Gilda de Castro

Tragédia política e comoção popular

Publicado em: Sáb, 08/09/18 - 03h00

Entre os problemas que tumultuaram a sucessão na Presidência da República, ressaltam-se duas mortes de eleitos antes da posse no cargo. O primeiro caso foi o de Rodrigues Alves, que não resistiu à gripe espanhola, perecendo no dia 16.1.1919. Ele governou o país entre 1902 e 1906, e as lembranças não eram boas, porque tomou medidas enérgicas para sanear e reurbanizar a capital federal, desencadeando rejeição popular, como a Revolta da Vacina, em 1904. Mesmo assim, foi vitorioso em eleição direta, em 1918, mas não chegou a assumir como primeiro mandatário.

O outro caso foi o de Tancredo Neves, em 1985, gerando comoção popular por várias razões. Saíamos de um longo período de arbítrio; tínhamos votado para presidente, pela última vez, em 1960; vivíamos grave crise econômica com inflação ascendente; havíamos participado de manifestações por eleições diretas desde 1983, e ainda lamentávamos a derrota na votação da emenda Dante de Oliveira, em 25.4.1984. Assim, nós nos sentíamos participantes efetivos do colégio eleitoral, no dia 15.1.1985, quando Tancredo ganhou de Paulo Maluf no voto aberto dos parlamentares. Éramos, naquele momento, espectadores de notável cobertura da mídia, após muitos anos de censura à imprensa. Brasília estava, então, em festa para a posse, com caravanas de todas as regiões. Seria o momento da virada de página, em que encerraríamos um ciclo infeliz para encarar outro com ascensão social, democracia e redefinição de rumos.

A notícia da cirurgia de emergência de Tancredo Neves, na noite de 14.3.1985, abalou profundamente o país, e todas as atenções se voltaram para o Hospital de Base de Brasília nos dias subsequentes. Diante do risco de crise institucional, houve a posse de José Sarney, vice-presidente eleito dois meses antes, esperando que tudo fosse normalizado em pouco tempo. Houve, entretanto, frustração, porque o empossado tinha sido leal colaborador dos governantes militares e daria rumo diferente do que esperávamos de Tancredo Neves.

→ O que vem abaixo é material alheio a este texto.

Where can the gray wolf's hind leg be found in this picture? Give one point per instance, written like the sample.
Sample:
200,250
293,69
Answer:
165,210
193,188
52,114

Foram dias muito difíceis, em que a televisão apresentava boletins sobre o estado de saúde do presidente eleito e ele não recebia alta. Surgiram correntes de orações em todo o país por sua recuperação. Por que o Brasil enfrentava mais um obstáculo para pavimentar seu futuro? Por que sofríamos mais um revés, em meio à recessão devastadora, se estávamos prontos para uma fase de prosperidade, sob uma liderança que tinha conquistado apoio popular, em mais de duas décadas? Nós não merecíamos um cotidiano tranquilo, estável e próspero?

Houve outras cirurgias e a transferência do enfermo para o Instituto do Coração, em São Paulo, no dia 26.3.1985. Nossa aflição aumentava, enquanto diminuía a esperança de que Tancredo Neves viesse a ser empossado. O óbito foi na noite de 21 de abril, desencadeando muito sofrimento em todo o país, expresso por multidões que acompanharam o féretro em São Paulo, Brasília, Belo Horizonte e São João del Rei, onde o eleito foi sepultado, três dias depois.